Interview with Chef Mahogany
Born and raised in Tacoma, Washington, Chef Mahogany Williams is a true Pacific Northwest native. She graduated from the Seattle Academy of Culinary Arts in 2017 with a specialty in savory foods, and later went on to work closely with James Beard Award winner Tamara Murphy at her principal Capitol Hill establishment, Terra Plata. The three years she spent in Murphy’s kitchen allowed Mahogany to hone her skills as a modern chef, and ignited her passion for upscale farm-to-table northwest cuisine.

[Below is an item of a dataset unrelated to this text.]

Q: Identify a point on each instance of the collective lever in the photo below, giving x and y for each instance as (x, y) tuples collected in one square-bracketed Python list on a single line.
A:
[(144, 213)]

In 2017, Mahogany lived and worked in New Orleans, immersing herself in a variety of creole and international cooking practices. Notably, she held stints in icons such as Gabrielle, Bywater American Bistro and Saba. Further exploring her own culinary voice, Mahogany recently returned from an extended cultural research excursion in Europe. There, she spent months traversing Spain’s Basque Country, the Tuscany region of Italy, and the French Riviera, learning time-honored preparation methods from local artisans. The vibrant people, traditions and ingredients she encountered left a lasting impression on both her approach to cooking and her overall outlook on life.
Today, Chef Mahogany aims to blend the flavors of her travels with the homestyle cooking she grew up eating. Inspired by the soul food classics her mother and grandmother served, her philosophy centers on offering fresh, hand-crafted meals that honor her cultural roots and reflect the fluid landscape of the New American identity.